Dans ses valises, son piano, ses livres, son vieux bureau et, à partir du mois de mai, la fidèle assistance de sa sœur Maria.

Il rencontre le Pape une fois par semaine pour faire le point. Ne parlant pas encore italien, il ouvre les séances de sa congrégation en latin. Les habitants de la place Saint-Pierre ont coutume de le voir trottiner peu avant 9 heures, chaussé d’espadrilles et portant une lourde serviette noire. À ses moments de liberté, quand il ne joue pas du piano, il se promène sur le Borgo Pio et bavarde avec les marchands de fruits et légumes ou salue le chat de la concierge. Chaque jeudi, il célèbre la messe au collège du Campo Santo, et l’église est toujours pleine à craquer.

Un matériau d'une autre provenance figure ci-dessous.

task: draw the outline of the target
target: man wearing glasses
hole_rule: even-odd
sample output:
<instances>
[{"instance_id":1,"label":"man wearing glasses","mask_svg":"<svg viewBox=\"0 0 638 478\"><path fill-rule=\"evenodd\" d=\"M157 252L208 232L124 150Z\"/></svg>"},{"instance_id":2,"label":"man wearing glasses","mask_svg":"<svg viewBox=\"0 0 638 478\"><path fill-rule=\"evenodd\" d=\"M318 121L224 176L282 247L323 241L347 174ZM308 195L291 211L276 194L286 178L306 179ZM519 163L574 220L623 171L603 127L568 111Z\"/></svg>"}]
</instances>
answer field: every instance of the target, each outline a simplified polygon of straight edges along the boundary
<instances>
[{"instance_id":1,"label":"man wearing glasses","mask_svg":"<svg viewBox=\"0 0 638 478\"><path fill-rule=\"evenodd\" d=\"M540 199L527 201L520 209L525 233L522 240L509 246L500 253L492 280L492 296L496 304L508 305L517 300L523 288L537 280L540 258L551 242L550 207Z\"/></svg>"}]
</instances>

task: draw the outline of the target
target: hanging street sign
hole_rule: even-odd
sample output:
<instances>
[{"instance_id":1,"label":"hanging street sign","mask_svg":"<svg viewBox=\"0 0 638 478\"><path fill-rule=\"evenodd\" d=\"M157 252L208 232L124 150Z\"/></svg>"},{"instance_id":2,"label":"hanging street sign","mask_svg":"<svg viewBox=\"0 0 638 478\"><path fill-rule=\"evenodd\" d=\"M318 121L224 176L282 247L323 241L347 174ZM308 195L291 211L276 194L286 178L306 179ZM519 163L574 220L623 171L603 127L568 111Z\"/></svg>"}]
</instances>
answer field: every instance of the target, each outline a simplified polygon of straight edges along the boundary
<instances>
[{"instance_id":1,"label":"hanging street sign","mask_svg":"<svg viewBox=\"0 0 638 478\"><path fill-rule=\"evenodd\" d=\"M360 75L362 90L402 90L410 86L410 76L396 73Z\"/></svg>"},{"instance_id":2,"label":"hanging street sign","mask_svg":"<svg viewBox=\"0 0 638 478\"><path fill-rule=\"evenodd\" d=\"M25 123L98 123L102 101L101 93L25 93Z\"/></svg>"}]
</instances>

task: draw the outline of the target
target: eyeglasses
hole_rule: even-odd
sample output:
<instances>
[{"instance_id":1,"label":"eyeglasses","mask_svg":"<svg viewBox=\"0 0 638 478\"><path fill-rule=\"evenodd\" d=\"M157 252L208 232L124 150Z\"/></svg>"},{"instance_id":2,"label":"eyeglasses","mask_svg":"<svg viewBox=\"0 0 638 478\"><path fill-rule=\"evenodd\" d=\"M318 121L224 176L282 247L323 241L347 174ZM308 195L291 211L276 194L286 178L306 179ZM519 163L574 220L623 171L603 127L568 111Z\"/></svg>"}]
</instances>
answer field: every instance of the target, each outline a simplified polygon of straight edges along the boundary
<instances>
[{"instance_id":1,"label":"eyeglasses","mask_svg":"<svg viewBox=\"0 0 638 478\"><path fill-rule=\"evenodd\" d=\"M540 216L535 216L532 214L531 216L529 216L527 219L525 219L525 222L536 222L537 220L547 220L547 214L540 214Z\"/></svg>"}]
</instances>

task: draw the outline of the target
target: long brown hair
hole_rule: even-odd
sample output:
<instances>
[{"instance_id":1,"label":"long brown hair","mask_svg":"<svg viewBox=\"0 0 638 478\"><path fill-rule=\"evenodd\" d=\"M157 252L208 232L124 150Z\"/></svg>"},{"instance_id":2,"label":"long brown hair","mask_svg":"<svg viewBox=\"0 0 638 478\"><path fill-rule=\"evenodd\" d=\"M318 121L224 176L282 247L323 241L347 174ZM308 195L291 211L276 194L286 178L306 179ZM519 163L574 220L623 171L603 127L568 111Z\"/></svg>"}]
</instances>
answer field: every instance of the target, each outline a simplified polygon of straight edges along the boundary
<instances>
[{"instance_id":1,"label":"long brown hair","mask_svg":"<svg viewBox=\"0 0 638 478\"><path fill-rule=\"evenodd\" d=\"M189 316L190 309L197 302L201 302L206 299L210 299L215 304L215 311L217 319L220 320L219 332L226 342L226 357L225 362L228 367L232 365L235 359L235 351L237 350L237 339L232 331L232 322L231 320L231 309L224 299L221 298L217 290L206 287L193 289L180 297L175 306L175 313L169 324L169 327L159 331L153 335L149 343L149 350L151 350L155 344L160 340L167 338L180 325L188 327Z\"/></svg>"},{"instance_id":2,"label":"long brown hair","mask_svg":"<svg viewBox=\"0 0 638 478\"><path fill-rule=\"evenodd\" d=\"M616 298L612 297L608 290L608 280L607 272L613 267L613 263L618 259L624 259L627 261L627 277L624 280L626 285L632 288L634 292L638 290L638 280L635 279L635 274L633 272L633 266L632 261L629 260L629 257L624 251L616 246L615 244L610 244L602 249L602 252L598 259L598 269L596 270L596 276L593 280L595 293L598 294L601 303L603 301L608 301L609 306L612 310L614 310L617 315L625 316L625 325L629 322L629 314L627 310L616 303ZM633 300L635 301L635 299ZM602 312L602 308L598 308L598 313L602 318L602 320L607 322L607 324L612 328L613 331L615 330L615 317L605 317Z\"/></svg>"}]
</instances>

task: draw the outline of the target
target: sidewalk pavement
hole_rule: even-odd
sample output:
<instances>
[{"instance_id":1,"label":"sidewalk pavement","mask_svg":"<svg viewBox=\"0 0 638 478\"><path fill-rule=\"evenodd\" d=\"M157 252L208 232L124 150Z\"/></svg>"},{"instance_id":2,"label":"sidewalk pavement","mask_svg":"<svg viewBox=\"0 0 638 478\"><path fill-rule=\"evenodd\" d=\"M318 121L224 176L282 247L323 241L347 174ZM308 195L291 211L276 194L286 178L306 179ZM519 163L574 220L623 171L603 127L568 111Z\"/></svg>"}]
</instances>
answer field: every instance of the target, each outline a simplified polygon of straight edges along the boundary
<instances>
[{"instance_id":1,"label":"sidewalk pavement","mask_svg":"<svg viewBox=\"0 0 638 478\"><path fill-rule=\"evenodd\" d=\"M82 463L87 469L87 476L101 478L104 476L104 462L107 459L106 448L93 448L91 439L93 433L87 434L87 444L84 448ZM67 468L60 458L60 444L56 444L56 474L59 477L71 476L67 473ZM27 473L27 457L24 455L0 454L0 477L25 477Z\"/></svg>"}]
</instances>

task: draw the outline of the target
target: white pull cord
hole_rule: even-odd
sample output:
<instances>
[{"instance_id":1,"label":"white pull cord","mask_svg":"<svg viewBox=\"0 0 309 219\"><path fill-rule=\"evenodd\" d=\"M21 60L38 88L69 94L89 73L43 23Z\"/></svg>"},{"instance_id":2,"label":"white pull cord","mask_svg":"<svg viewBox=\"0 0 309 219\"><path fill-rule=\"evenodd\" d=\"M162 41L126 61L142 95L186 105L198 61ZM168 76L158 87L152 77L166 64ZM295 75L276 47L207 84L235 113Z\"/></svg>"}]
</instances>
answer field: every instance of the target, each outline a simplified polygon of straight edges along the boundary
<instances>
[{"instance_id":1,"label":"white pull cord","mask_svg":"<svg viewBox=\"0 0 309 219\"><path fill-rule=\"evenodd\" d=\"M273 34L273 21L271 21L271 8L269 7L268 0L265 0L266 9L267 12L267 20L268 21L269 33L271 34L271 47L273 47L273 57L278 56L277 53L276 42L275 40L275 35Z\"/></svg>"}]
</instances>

Chaque vendredi à 18 h, il a son audience avec le Pape.

Un préfet qui s’immisce dans les discussions de théologie constitue une nouveauté : qui mieux que Joseph Ratzinger pouvait s’adonner à ce travail collégial qui supposait de savoir établir des ponts entre les mesures existantes et celles exigées par les situations nouvelles ?

Pour élaborer les directives sur les Catholiques et les Anglicans (1982), l’Eucharistie ou la franc-maçonnerie (1983), il fait sans cesse appel aux jeunes théologiens, reprenant à son compte la Règle de saint Benoît qui dit que « souvent le Seigneur révèle à un jeune ce qui est préférable ».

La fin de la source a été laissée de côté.